TCM showed the short Show Kids this morning after Rebecca of Sunnybrook Farm. It's received a DVD release on one of the DVDs in TCM's box set of Ginger Rogers and Fred Astaire musicals, and is definitely worth a mention.

This being a short, there's not much plot. Dad runs a vaudeville-style theater, but now that it's the 1930s nobody really wants to see vaudeville acts any more, so attendance has fallen to the point that there is no point in keeping the theater open. Son, however, thinks he's good a good idea on how to keep the theater going, which is to book a bunch of child acts. The families of all the children will want to see it, which means big attendance. (In reality, anybody who's been to a high school band concert knows that this will only work for a one-night stand. But this is a short, so we don't need to deal with reality.)

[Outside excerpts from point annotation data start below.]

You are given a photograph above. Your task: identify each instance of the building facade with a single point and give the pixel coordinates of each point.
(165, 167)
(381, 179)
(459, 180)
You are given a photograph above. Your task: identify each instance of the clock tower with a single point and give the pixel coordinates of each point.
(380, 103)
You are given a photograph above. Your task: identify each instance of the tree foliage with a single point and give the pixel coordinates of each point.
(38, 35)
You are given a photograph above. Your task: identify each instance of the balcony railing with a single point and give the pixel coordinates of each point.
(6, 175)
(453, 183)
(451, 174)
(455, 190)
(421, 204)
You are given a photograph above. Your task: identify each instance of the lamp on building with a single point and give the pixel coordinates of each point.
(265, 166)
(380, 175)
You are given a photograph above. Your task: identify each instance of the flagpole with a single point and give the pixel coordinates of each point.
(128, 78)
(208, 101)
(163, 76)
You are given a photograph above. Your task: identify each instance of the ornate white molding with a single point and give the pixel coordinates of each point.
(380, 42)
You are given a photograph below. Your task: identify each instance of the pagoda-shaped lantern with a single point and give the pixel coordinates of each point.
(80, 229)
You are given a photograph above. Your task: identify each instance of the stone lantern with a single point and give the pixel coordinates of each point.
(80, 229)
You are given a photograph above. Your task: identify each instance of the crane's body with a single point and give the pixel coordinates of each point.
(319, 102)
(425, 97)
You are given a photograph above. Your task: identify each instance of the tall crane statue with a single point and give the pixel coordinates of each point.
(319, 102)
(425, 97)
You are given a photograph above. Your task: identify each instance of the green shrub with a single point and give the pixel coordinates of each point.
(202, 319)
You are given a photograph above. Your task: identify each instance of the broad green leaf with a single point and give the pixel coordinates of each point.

The rest of the short is obviously the child acts, which is where it gets relatively interesting. The movie was shot in three-strip Technicolor roughly at the end of 1934 (TCM's database lists it as a 1934 release, while IMDb lists it as a January 1935 release), which means it was made before Becky Sharp. The color is surprisingly good, for the most part, which is more than can be said about the child acts. There are some dance numbers that aren't bad, and you can see where the young dancers have potential. And then there are some acts that are downright creepy by 202 standards, mostly because they're dressed up and made up like adults. One is a bunch of young girls in grass skirts, with another being a prepubescent boy and girl doing a number with a lot of lifts. Those two look like they have talent -- at least, it certainly takes a good deal of talent to do those lifts. But they're dressed up like modern dancers, which means that the young boy is wearing next to nothing. I'm sure it was perfectly innocent back in the day, but now it doesn't seem quite so. And don't get me started on the songs, which are either more creepy or done by people who simply can't sing.

Show Kids is by turns bizarre and fascinating. Thankfully it's on DVD, but if you don't want to buy the box set, somebody exceprted the talent show portion of it and posted it to Youtube.